RESOLVE treats compositional data as contextual signal — a rich, structured representation that encodes information about sample-level attributes. Given a set of entities (species in a plot, symptoms in a patient, products in a basket), RESOLVE learns to predict properties of the sample.

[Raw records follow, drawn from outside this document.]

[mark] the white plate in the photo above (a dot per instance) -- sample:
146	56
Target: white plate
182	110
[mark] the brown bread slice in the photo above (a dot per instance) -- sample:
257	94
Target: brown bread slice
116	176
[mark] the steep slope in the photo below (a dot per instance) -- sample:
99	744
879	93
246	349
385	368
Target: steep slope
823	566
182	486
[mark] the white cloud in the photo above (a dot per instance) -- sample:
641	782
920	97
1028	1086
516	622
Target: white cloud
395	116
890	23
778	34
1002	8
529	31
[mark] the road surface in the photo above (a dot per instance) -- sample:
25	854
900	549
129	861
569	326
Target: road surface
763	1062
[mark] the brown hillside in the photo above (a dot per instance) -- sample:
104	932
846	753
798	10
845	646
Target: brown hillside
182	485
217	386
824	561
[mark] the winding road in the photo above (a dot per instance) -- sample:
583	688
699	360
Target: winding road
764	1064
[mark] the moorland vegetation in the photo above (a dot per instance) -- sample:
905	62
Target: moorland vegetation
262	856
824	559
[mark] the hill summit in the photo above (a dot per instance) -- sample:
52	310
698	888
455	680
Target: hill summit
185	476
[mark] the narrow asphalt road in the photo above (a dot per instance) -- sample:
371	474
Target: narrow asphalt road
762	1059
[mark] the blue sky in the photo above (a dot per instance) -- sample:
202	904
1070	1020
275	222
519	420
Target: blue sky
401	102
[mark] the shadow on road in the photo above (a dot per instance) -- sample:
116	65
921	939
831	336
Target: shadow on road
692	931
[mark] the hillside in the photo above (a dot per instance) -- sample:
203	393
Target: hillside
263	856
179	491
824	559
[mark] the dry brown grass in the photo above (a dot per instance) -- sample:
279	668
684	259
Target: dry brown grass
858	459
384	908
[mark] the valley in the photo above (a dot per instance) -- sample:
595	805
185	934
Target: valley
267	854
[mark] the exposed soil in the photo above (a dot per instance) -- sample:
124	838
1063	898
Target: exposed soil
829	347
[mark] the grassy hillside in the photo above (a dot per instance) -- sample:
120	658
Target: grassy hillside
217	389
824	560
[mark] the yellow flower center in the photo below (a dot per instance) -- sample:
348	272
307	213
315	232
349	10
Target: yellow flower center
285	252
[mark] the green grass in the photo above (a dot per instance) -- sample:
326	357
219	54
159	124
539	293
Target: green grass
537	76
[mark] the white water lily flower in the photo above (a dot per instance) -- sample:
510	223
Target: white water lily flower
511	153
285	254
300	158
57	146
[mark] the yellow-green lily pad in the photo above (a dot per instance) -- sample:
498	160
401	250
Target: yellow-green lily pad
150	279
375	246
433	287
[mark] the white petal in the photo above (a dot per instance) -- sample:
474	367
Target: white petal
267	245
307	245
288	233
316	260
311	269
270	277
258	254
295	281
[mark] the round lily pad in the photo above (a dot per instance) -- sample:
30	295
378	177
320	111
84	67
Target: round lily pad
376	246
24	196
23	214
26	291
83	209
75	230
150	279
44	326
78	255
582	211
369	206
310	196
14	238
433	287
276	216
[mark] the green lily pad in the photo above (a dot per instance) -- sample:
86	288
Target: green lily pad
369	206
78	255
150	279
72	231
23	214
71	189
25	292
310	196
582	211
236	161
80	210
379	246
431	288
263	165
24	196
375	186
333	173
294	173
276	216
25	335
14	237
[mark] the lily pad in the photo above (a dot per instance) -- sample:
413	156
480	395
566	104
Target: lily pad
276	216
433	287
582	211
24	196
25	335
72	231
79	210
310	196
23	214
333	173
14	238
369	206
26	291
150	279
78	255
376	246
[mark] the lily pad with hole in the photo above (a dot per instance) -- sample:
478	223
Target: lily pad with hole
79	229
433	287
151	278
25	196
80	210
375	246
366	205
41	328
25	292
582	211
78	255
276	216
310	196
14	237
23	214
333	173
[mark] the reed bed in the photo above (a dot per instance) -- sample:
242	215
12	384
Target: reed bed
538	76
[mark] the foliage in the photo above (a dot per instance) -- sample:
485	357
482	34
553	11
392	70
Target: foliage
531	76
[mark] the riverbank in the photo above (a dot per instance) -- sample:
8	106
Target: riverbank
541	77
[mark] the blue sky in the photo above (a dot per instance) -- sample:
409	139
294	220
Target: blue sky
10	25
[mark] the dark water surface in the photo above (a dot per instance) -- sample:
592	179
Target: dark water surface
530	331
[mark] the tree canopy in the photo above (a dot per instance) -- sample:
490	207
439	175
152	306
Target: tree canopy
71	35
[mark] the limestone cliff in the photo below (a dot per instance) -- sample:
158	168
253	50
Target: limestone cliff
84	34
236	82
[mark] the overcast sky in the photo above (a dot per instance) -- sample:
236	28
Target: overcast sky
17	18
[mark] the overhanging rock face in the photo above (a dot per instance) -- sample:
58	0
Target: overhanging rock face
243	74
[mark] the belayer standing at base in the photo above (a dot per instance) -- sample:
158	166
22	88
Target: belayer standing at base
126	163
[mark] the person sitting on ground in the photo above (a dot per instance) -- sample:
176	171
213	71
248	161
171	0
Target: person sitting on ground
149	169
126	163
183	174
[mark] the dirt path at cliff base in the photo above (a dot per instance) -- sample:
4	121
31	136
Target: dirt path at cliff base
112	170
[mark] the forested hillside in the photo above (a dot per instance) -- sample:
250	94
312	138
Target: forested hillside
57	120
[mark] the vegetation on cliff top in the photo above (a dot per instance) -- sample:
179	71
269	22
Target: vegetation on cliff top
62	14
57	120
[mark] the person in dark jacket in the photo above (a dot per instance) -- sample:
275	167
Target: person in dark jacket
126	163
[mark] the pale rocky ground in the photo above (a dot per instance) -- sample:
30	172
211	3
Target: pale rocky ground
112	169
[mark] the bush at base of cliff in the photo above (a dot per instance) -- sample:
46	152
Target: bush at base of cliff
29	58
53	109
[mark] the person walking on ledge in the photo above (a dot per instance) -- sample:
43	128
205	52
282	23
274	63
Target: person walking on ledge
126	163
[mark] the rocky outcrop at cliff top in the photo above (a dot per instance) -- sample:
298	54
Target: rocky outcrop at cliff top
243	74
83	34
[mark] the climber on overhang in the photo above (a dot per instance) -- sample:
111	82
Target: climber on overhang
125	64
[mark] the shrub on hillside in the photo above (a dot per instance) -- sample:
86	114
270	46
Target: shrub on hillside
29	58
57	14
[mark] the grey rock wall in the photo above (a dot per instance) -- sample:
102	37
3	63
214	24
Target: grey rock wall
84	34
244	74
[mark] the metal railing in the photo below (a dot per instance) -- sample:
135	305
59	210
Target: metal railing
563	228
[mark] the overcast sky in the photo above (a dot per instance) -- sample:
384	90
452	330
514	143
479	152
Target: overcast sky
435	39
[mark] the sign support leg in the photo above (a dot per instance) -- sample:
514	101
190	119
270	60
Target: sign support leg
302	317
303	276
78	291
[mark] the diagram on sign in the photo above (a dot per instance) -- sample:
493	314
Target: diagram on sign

Core idea: Compositional data encodes a shared latent representation that simultaneously informs multiple sample attributes.
Species data ─────┐
├──→ SpeciesEncoder ──→ hash embedding + taxonomy IDs
Coordinates ──────┤ + unknown mass features
├──→ PlotEncoder (shared) ──→ latent representation
Covariates ───────┘
│
┌─────────────────┼─────────────────┐
↓ ↓ ↓
TaskHead(area) TaskHead(elev) TaskHead(habitat)
│ │ │
↓ ↓ ↓
regression regression classification
=== “Python”
```python
import resolve
# Load data with semantic role mapping
dataset = resolve.ResolveDataset.from_csv(
header="plots.csv",
species="species.csv",
roles={
"plot_id": "PlotObservationID",
"species_id": "Species",
"species_plot_id": "PlotObservationID",
},
targets={
"area": {"column": "Area", "task": "regression", "transform": "log1p"},
"habitat": {"column": "Habitat", "task": "classification", "num_classes": 5},
},
)
# Train (model built automatically)
trainer = resolve.Trainer(dataset)
trainer.fit()
trainer.save("model.pt")
# Predict with confidence filtering
predictions = trainer.predict(new_dataset, confidence_threshold=0.8)
```
=== “R”
```r
library(resolve)
# Create and fit encoder
encoder <- resolve.encoder(hashDim = 32L)
encoder$fit(species_data)
# Configure and train
schema <- list(nPlots = 100, nSpecies = 50, ...)
model <- new(.resolve_module$ResolveModel, schema, model_config)
trainer <- new(.resolve_module$Trainer, model, train_config)
# Save and predict
resolve.save(trainer, "model.pt")
```
=== “Python”
```bash
pip install resolve
```
Or from source:
```bash
git clone https://github.com/gcol33/resolve.git
cd resolve
pip install -e .
```
=== “R”
```r
# Install from GitHub (CRAN submission pending)
remotes::install_github("gcol33/resolve", subdir = "r")
```
MIT License - see LICENSE for details.